この発明は、被研削歯車の歯面を研削するための研削工具を成形する研削工具成形方法及び研削工具成形システムに関する。
従来から、研削工具の研削歯面とドレッサ歯車のドレッサ歯面とを接触させた状態で上記研削工具及び上記ドレッサ歯車を同期回転させて該研削歯面を成形する技術が広汎に知られている。
例えば、特許文献1では、超硬砥粒を電着させた研削歯面により研削されたワーク歯車のうち、歯面精度が許容範囲内にあるとして選択された歯面に、超硬砥粒を電着させてなるドレッサ歯車及びこれを用いた成形方法が提案されている。この工具の歯面には、上記超硬砥粒よりも硬度が高く、且つ、砥粒径が小さい砥粒を電着する旨が記載されている。
特許第3096557号公報(段落[0004]〜[0007]等)
ところで、研削工具の研削歯面に電着された砥粒は硬度がきわめて高いことから、上記研削工具の研削歯を繰り返し成形することでドレッサ歯車が磨耗する。この場合、研削工具の理想的形状が転写されたドレッサ歯車のドレッサ歯面が変形するため、その結果、研削工具の所望の形状が得られない場合がある。

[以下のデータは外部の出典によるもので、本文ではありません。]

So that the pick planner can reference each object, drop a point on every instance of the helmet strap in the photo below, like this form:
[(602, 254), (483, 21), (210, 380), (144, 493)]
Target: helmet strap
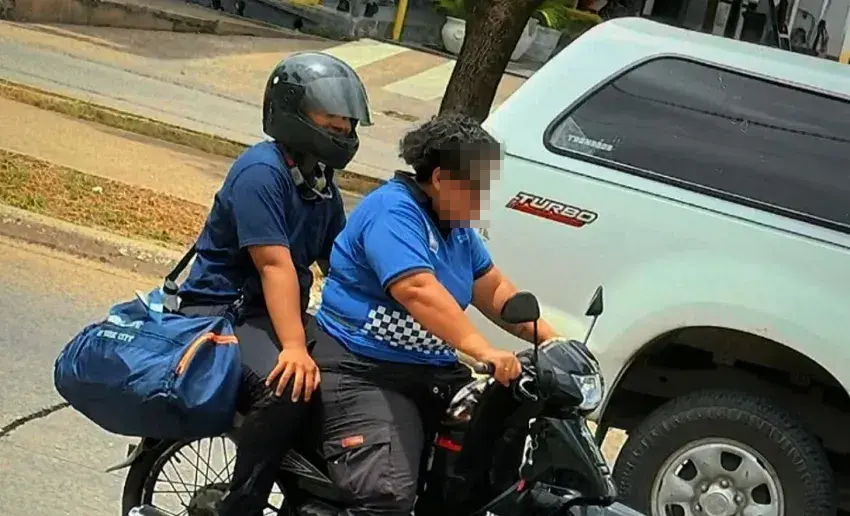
[(313, 185)]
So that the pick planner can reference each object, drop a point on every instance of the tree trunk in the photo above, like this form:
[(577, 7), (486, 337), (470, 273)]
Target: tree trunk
[(493, 29)]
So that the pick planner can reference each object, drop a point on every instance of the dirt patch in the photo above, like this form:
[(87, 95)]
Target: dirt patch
[(119, 120), (211, 144), (72, 196)]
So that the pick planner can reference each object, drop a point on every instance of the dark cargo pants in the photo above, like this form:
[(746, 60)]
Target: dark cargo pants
[(271, 424), (378, 418)]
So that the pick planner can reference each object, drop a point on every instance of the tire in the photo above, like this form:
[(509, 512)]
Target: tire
[(137, 476), (139, 480), (716, 421)]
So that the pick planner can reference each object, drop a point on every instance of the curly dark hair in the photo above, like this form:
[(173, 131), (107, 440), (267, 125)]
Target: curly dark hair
[(449, 142)]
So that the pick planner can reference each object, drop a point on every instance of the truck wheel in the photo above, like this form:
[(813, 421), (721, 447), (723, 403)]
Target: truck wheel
[(724, 453)]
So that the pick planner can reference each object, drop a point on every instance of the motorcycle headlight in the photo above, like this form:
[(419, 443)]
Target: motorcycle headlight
[(592, 389)]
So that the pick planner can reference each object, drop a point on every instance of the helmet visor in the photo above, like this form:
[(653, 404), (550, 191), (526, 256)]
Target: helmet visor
[(339, 95)]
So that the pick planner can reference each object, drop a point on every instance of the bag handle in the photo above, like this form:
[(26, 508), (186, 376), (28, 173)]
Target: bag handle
[(166, 297)]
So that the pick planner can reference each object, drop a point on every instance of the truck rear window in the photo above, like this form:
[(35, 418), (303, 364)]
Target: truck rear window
[(720, 132)]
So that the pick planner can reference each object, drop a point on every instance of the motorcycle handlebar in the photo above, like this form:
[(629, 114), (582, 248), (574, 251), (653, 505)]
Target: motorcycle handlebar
[(490, 369), (484, 368)]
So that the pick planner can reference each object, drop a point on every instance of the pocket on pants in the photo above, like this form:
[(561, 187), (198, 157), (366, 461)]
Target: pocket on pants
[(360, 462)]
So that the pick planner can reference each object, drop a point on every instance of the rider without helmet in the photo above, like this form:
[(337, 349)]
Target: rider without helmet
[(275, 215), (303, 96)]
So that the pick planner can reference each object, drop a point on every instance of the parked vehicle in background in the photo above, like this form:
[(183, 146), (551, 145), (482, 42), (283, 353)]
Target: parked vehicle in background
[(705, 182)]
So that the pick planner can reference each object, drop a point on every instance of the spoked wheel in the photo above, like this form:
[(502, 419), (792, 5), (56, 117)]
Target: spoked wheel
[(188, 478)]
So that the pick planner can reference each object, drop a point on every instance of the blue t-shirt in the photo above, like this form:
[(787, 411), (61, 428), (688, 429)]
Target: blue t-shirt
[(391, 234), (259, 204)]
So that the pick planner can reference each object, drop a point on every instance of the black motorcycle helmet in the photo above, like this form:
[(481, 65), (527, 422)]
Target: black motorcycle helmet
[(313, 81)]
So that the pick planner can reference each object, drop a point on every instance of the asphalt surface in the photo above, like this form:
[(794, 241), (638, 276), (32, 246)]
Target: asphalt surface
[(52, 459)]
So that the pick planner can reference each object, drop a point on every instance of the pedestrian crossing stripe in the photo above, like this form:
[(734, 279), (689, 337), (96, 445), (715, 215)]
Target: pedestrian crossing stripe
[(364, 52), (426, 86)]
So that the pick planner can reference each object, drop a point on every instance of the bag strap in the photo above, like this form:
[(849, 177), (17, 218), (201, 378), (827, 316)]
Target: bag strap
[(169, 286)]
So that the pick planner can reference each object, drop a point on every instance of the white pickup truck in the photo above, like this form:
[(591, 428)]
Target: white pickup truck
[(705, 183)]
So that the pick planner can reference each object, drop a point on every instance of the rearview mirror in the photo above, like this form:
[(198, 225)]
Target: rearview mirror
[(595, 307), (522, 307)]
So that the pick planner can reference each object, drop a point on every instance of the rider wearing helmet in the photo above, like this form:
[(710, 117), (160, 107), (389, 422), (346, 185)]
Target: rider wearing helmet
[(277, 212), (403, 271)]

しかし、上記の特許文献1で記載された研削方法では、研削工具の研削歯面及びドレッサ歯車のドレッサ歯面が略同一部位で接触するため、このような磨耗の影響が顕著に現れる。すなわち、ドレッサ歯車の長寿命化の観点で改良の余地が十分にあった。
本発明は上記した課題を解決するためになされたものであり、研削工具の成形精度を安定させつつも、ドレッサ歯車の一層の長寿命化を実現可能な研削工具成形方法及び研削工具成形システムを提供することを目的とする。

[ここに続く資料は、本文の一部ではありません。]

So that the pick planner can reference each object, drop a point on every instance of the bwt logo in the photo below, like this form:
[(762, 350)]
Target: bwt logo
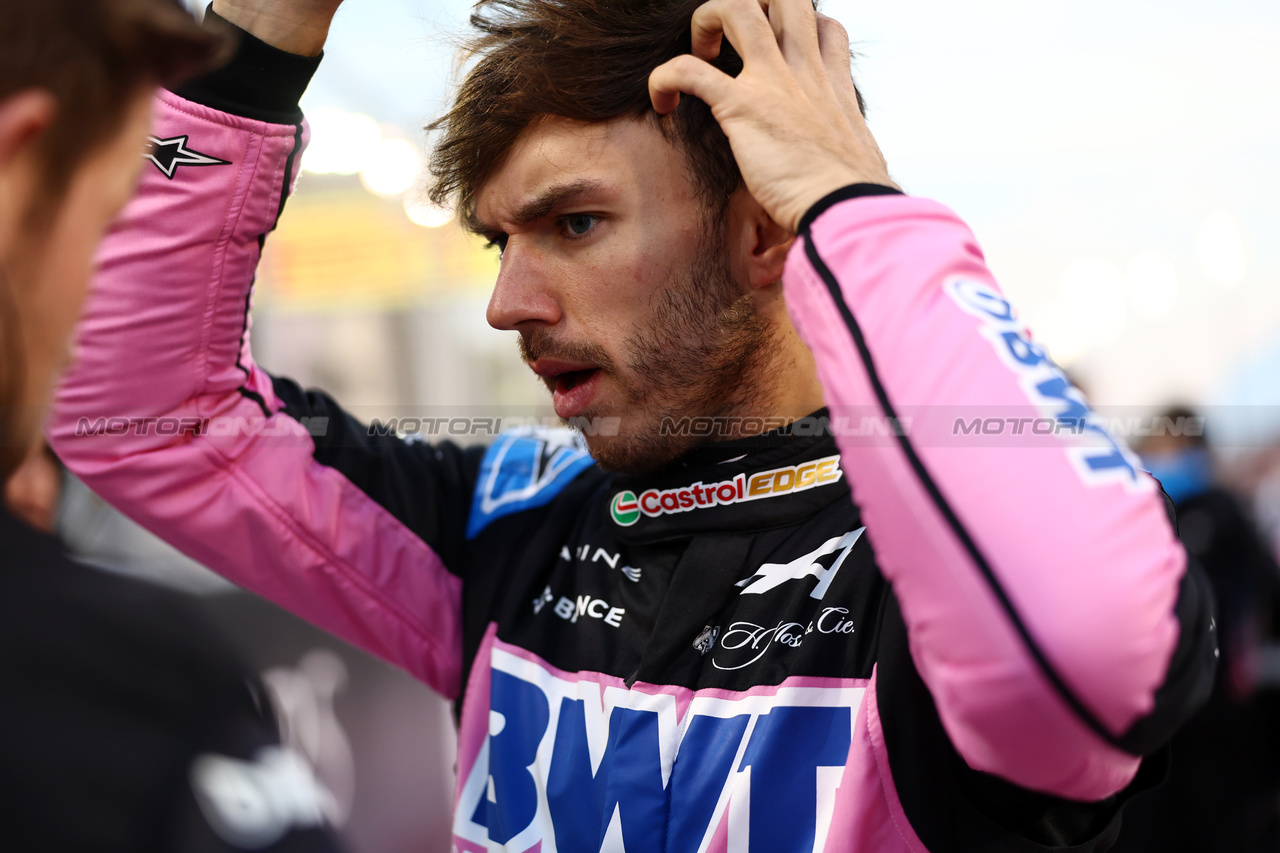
[(1097, 461), (580, 766), (626, 507)]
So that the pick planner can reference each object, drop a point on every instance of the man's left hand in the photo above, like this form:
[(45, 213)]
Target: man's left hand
[(791, 115)]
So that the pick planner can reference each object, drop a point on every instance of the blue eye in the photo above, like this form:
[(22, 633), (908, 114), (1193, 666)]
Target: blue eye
[(579, 224), (498, 242)]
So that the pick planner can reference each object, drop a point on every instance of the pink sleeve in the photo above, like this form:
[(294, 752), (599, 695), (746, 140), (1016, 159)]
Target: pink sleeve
[(168, 418), (1036, 566)]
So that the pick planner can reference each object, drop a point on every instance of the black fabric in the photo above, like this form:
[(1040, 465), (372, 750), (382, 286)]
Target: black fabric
[(958, 810), (260, 82), (851, 191), (113, 689)]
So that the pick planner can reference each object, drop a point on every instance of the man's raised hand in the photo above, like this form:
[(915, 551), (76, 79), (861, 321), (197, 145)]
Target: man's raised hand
[(293, 26), (791, 115)]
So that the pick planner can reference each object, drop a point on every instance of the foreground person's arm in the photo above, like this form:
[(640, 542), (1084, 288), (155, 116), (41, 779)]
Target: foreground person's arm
[(168, 416), (1046, 597)]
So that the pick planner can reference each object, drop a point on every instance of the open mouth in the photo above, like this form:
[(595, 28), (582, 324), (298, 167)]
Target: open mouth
[(566, 382)]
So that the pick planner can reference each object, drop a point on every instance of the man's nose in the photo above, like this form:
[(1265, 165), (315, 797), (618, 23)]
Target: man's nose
[(522, 295)]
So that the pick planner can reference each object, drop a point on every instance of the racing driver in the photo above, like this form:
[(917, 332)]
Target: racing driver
[(780, 633)]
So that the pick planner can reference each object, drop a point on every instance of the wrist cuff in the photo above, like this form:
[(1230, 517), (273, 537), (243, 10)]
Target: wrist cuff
[(851, 191), (260, 82)]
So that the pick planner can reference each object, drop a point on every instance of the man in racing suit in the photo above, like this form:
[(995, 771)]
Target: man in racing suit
[(826, 637)]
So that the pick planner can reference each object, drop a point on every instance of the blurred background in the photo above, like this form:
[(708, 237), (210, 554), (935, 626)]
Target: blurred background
[(1116, 160)]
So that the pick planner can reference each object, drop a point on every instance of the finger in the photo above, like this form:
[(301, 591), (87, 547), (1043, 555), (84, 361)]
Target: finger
[(688, 74), (796, 32), (833, 46), (743, 21)]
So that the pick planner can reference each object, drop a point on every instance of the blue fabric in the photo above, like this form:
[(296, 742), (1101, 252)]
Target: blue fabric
[(525, 470), (1184, 474)]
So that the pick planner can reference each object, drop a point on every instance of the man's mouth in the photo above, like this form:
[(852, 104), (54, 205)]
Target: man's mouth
[(566, 382), (572, 384)]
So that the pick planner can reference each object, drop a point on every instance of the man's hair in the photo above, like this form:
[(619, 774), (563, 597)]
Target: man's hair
[(586, 60), (94, 56)]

本発明に係る研削工具成形方法は、研削工具の螺旋状の研削歯に形成された研削歯面と、ドレッサ歯車のドレッサ歯面とが接触可能な状態下に、前記研削工具及び前記ドレッサ歯車に対して同期回転をさせることで前記研削工具の成形をする方法であって、前記同期回転による前記成形に既に使用された前記ドレッサ歯面の既使用部位の一部を少なくとも含む第1接触部位で接触可能な状態下に前記同期回転をさせる第1成形工程と、前記既使用部位に前記第1接触部位を含めた上、前記成形に未だ使用されていない前記ドレッサ歯面の未使用部位の一部からなる第2接触部位で接触可能な位置に、前記ドレッサ歯車の軸線方向に沿って前記研削工具及び前記ドレッサ歯車を相対移動させる第1移動工程と、相対移動により前記研削工具及び前記ドレッサ歯車が前記第2接触部位で接触可能な状態下に前記同期回転をさせる第2成形工程とを備えることを特徴とする。
このように、成形に既に使用されたドレッサ歯面の既使用部位の一部を少なくとも含む第1接触部位で接触可能な状態下に、研削工具及びドレッサ歯車に対して同期回転をさせるようにしたので、既使用部位を有効に利用しつつも研削工具の大まかな成形が可能である。また、成形に未だ使用されていないドレッサ歯面の未使用部位の一部からなる第2接触部位で接触可能な位置に、ドレッサ歯車の軸線方向に沿って研削工具及びドレッサ歯車を相対移動させた後、前記第2接触部位で接触可能な状態下に前記同期回転をさせるようにしたので、磨耗が発生しておらず切れ味が鋭い未使用部位のみを利用した高精度な成形が可能である。これにより、研削工具の成形精度を安定させつつも、ドレッサ歯車の一層の長寿命化を実現できる。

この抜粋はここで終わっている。